Falsche Verknüpfung oder genialer Kompromiss?
So wurden zwei Sachen verknüpft, die eigentlich nichts miteinander zu tun haben. Und deswegen wird diese Verknüpfung, gegen die noch das Referendum läuft, auch scharf kritisiert: Aber Kompromisspolitiker Graber sagt: «Wenn wir diese Flexibilität nicht mehr haben, dann sind wir so eingeschränkt, dass wir gar keine Lösungen mehr finden.»
AHV-Reform seit über 20 Jahren blockiert
Denn Lösungen, Kompromisse zu finden, gerade bei den «grossen» Themen wie Steuern und Sozialwerken, ist schwieriger geworden. Das zeigt allein der Blick auf die Entwicklung bei der AHV: Folgten sich nach dem Zweiten Weltkrieg die Anpassungen der ersten Säule in schöner Regelmässigkeit, kam seit mehr als 20 Jahren, trotz mehrerer Anläufe, keine Revision mehr zustande.
Die Polparteien werden für ihre Extrempositionen belohnt.

Grund ist für Ständerat Graber die politische Polarisierung. Damit meint er, dass heute die Ränder des politischen Spektrums grösseres Gewicht haben: zum einen die erstarkte Linke mit SP und Grünen, zum anderen aber vor allem der Rechtsruck im bürgerlichen Lager mit der SVP, deren Wähleranteil sich seit den frühen 1990er-Jahren weit mehr als verdoppelt hat.

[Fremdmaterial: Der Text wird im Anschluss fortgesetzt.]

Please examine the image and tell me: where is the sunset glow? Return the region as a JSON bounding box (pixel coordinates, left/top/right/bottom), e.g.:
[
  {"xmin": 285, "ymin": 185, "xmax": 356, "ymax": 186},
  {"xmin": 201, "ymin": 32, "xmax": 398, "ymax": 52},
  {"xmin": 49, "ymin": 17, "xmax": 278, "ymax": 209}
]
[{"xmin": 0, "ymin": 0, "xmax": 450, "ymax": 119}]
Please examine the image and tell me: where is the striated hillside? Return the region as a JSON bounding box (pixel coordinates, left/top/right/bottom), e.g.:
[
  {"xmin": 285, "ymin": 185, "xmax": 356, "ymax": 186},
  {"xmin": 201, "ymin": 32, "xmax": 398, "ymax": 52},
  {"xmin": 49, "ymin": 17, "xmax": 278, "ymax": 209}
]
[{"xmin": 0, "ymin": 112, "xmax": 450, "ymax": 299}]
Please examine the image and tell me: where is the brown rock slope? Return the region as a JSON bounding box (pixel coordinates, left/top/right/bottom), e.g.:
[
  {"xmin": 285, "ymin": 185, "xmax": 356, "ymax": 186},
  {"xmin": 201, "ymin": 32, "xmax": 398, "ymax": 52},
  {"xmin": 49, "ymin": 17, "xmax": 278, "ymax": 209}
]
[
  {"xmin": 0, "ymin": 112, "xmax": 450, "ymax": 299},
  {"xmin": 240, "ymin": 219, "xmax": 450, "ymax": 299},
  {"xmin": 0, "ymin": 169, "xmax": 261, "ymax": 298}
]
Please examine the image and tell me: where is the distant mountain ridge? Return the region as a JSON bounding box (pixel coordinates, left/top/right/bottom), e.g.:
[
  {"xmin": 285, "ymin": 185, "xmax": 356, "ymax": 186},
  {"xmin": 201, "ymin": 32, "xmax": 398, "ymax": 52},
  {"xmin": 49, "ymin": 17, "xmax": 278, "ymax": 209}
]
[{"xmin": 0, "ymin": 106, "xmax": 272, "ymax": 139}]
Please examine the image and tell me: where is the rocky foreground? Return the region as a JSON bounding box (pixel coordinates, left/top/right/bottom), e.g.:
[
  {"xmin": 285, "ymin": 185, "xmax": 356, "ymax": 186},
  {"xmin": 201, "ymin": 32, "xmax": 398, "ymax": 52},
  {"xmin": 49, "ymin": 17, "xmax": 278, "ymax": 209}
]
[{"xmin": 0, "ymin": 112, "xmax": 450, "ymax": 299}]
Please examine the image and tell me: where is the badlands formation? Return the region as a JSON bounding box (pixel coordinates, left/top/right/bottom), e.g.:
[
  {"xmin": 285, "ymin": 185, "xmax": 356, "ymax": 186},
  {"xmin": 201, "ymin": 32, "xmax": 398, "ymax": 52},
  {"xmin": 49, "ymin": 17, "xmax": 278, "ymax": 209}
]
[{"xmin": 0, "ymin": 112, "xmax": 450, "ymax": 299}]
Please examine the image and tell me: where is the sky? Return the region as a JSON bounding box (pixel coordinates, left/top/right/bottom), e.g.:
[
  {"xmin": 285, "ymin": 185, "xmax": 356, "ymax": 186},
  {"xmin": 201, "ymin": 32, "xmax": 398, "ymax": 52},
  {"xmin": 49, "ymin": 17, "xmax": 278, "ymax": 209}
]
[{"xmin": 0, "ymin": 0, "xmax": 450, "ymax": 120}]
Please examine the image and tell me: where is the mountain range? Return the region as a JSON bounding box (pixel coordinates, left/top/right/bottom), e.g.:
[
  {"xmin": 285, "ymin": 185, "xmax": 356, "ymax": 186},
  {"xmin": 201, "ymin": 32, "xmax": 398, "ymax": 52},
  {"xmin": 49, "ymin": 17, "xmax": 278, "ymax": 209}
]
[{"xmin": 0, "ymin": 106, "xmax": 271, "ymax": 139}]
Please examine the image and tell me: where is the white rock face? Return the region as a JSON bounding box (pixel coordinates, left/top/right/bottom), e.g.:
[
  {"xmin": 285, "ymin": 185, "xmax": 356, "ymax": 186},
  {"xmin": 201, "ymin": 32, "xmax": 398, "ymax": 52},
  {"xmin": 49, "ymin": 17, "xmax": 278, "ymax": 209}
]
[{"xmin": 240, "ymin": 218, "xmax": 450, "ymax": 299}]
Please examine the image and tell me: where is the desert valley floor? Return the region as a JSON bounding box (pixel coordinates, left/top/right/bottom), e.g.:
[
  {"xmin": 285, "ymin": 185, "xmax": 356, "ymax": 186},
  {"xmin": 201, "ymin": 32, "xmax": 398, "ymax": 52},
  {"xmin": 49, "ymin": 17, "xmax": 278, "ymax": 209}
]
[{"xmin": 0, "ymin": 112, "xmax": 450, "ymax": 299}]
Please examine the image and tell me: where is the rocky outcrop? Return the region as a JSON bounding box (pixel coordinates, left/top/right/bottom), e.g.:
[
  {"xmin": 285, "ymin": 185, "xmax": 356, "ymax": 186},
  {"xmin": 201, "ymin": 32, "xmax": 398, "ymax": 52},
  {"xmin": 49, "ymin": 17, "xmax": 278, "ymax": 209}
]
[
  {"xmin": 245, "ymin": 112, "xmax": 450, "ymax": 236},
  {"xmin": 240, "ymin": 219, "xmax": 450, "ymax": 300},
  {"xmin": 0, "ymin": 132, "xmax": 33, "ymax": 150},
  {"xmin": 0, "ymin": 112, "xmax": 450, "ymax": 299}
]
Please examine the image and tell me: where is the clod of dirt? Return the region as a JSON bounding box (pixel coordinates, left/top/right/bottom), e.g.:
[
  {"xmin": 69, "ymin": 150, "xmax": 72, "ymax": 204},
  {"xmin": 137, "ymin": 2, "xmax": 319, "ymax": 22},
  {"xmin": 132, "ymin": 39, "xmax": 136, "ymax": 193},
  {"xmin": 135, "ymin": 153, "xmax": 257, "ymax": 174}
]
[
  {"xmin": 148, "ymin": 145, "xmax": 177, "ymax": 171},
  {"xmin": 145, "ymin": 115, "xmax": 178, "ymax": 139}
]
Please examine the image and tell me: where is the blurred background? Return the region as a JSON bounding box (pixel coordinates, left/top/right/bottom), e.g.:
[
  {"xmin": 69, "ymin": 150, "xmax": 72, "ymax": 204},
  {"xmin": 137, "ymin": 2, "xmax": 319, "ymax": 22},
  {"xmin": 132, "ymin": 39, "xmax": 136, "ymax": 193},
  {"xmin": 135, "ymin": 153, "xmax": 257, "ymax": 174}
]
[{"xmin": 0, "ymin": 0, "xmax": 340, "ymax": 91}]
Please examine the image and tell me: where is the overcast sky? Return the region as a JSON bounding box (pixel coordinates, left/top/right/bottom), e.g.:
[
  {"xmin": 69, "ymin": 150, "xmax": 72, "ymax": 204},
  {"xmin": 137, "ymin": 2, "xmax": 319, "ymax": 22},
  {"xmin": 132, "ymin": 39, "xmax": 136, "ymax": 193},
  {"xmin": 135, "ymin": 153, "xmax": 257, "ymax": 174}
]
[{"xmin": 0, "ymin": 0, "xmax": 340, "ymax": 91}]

Graber unterstellt, diese Parteien hätten oft gar kein Interesse an tragfähigen Kompromisslösungen: «Sie werden ja für ihre Extrempositionen noch belohnt von den Wählern», so der CVP-Politiker nicht ohne Bitterkeit.
Noch kann unser System das auffangen.
Dass es einen solchen Mechanismus gibt, bestätigt Denise Traber. Die Luzerner Politologin forscht zur Schweizer Konsensdemokratie und zur Polarisierung.
Der grosse Schulterschluss ist selten geworden
Dass der grosse Schulterschluss seltener geworden ist, könne man auch an Zahlen aus der Parlamentsarbeit ablesen: Noch in den Neunzigerjahren gingen 70 Prozent der Schlussabstimmungen in National- und Ständerat praktische einstimmig aus, heute sind es weniger als die Hälfte.
Auch stürzen mehr Vorlagen bereits im Parlament ab oder werden an den Bundesrat zur Überarbeitung zurückgeschickt. Traber sagt: «Noch kann unser System das auffangen» und schiebt nach: «Schwieriger würde es, wenn eine Seite, sei es Mitte-Links oder Mitte-Rechts, in beiden Parlamentskammern stabile Mehrheiten hätte».
Kompromisskultur zentral für die Schweiz
Konrad Graber, der bei den nächsten Wahlen nicht mehr antritt, glaubt auch weiterhin fest daran, dass das Miteinander in der Politik in der Schweiz zentral bleibt – oder vor allem, bleiben muss: «Sonst werden wir nirgends mehr einen Schritt vorwärts machen und in vielen Bereichen Probleme bekommen.»
Voraussichtlich im Mai stimmen wir über den sogenannten Steuer-AHV-Deal ab. Der Vorlage erwuchs, nach der Einstimmigkeit in der Ständeratskommission, im Nationalrat lautstarke Opposition von Links und Rechts. In der Volksabstimmung wird sich zeigen, ob auch dieser Kompromiss durchfällt.